4. En deuxième lieu, il résulte de ce qui précède que le moyen tiré de ce que la décision obligeant M. A à quitter le territoire français serait illégale en raison de l’illégalité du refus de séjour doit être écarté.
5. En dernier lieu, il résulte de ce qui précède que le moyen tiré de ce que la décision prononçant à l’encontre de M. A une interdiction de retour sur le territoire français d’une durée d’un an serait illégale en raison de l’illégalité de l’obligation de quitter le territoire français doit être écarté.
6. Il résulte de l’ensemble de ce qui précède que les conclusions à fin d’annulation de M. A doivent être rejetées ainsi que, par voie de conséquence, ses conclusions à fin d’injonction et celles présentées sur le fondement des dispositions combinées des articles L. 761-1 du code de justice administrative et 37 de la loi du 10 juillet 1991.
D E C I D E :
Article 1 : La requête de M. A est rejetée.
Article 2 : Le présent jugement sera notifié à M. B A, à Me Olszakowski et au préfet de la Moselle.

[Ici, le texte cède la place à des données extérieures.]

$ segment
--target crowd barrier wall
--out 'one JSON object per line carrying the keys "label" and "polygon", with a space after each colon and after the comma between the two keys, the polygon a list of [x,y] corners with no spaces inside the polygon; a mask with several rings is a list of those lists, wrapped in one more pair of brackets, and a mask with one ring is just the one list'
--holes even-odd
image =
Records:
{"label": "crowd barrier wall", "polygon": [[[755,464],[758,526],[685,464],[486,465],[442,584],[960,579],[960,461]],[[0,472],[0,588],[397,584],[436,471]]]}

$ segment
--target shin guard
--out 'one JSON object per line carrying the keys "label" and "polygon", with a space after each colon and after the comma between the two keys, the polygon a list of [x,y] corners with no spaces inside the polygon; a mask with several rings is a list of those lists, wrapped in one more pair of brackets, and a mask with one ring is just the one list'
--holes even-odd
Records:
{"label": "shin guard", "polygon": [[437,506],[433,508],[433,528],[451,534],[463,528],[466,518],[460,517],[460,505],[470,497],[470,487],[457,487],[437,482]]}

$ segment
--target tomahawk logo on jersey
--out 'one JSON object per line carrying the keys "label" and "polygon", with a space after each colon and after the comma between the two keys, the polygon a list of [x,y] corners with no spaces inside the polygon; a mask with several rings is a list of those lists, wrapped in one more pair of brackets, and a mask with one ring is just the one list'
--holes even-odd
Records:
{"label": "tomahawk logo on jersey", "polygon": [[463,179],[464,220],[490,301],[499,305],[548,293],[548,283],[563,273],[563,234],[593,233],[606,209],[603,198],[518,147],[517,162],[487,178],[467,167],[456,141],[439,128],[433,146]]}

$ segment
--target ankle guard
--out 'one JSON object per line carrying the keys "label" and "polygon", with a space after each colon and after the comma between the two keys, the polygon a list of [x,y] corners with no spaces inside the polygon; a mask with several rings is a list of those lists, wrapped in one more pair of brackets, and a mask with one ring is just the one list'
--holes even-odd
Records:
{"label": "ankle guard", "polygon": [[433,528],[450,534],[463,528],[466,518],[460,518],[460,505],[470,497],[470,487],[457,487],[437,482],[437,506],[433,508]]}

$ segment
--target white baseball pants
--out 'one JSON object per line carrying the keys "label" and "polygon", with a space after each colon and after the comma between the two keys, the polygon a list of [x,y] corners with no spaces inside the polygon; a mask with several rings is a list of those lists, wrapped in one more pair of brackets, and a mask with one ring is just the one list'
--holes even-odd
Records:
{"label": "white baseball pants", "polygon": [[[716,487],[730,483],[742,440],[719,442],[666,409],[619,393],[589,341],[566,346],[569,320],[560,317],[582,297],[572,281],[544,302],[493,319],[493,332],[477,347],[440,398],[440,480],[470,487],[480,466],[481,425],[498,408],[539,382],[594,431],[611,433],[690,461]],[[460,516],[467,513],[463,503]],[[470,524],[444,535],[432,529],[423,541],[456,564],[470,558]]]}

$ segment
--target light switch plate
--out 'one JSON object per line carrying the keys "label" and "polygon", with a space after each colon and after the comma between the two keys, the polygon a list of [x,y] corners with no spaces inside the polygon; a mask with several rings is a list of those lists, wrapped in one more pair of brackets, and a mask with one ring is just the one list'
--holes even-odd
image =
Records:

Délibéré après l’audience du 6 juin 2024, à laquelle siégeaient :
M. Richard, président,
Mme Malgras, première conseillère,
Mme Eymaron, première conseillère.
Rendu public par mise à disposition au greffe le 27 juin 2024.
La rapporteure,
A.-L. EYMARON
Le président,
M. RICHARD
La greffière,
J. BROSÉ
La République mande et ordonne au préfet de la Moselle en ce qui le concerne ou à tous commissaires de justice à ce requis en ce qui concerne les voies de droit commun contre les parties privées, de pourvoir à l’exécution de la présente décision.